The Names Make It Worse
This was not a typo in a footnote. UBS, the UK's National Health Service, Swiss Federal Railways, and Transport for London all confirmed that what the report said about their AI adoption was either wrong or deceptive. These are not small clients. They are the kind of institutions whose logos a consultancy puts on a slide to prove it understands the market.
A report about how brilliantly the world is adopting agentic AI was itself produced with AI that invented facts about that adoption. The medium undermined the message in the most public way possible. And KPMG is not alone. EY recently withdrew a loyalty rewards report that contained fake footnotes and hallucinated content. Two of the largest advisory firms on earth shipped AI slop in their own deliverables inside the same stretch.

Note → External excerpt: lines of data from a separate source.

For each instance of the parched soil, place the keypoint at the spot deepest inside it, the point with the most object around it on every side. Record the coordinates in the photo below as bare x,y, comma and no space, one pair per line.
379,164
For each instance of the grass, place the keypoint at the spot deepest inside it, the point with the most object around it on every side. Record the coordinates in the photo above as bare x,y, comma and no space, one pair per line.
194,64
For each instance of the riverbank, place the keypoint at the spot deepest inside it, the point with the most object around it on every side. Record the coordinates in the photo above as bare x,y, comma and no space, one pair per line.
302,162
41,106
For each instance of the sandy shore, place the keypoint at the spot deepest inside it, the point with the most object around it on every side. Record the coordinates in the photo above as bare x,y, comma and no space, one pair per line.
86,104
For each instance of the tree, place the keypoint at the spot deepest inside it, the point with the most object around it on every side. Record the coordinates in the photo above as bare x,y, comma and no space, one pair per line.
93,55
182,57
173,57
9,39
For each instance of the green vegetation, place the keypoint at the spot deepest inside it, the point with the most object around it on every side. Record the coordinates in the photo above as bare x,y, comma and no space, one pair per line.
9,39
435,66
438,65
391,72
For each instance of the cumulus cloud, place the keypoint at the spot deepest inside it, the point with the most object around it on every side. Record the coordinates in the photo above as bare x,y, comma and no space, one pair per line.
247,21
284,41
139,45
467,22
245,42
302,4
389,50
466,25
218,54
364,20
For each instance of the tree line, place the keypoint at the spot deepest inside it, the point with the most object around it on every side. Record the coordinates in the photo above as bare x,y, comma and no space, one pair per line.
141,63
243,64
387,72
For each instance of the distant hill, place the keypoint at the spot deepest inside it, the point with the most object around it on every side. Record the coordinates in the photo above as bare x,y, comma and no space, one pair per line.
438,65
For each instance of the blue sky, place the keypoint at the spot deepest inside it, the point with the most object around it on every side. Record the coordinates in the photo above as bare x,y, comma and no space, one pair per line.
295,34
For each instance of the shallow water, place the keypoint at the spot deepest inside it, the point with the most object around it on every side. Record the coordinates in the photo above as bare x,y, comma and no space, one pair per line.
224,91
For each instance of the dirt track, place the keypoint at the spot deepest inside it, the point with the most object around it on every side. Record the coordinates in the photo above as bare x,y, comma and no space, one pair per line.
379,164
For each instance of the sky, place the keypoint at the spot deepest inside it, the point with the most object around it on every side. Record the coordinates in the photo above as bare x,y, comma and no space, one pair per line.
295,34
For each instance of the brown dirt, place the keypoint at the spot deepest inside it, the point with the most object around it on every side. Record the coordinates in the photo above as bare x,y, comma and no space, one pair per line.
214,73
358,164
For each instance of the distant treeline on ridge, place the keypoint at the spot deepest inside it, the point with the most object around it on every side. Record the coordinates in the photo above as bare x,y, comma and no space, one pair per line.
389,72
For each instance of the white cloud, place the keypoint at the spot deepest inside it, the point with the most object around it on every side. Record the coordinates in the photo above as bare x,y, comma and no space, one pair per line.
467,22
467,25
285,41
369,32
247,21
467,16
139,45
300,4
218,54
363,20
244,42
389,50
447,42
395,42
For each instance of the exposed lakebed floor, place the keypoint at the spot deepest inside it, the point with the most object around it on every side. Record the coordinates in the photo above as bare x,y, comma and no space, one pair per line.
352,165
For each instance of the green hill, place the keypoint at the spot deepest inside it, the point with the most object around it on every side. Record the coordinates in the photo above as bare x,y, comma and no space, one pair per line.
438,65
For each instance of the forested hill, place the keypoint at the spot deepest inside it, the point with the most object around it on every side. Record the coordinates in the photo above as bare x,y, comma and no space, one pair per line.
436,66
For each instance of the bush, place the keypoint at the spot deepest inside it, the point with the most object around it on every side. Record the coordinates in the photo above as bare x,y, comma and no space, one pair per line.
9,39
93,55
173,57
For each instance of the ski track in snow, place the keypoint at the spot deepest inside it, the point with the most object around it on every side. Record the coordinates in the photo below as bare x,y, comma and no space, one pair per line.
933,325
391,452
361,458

KPMG's response was the corporate liturgy you would expect. The firm expects its people to follow guidelines on responsible AI use, "including human oversight to validate content and verify independent sources." Which is another way of admitting that this time, nobody did.
The Real Cost Is Not the Retraction
Pulling a report is embarrassing. It is not the expensive part. The expensive part is what it does to the firm's core product, which is trust. You do not hire KPMG for labor. You hire it so that when its name is on a number, you can stop checking the number. That is the entire value proposition, and a hallucinated report puts a crack in it.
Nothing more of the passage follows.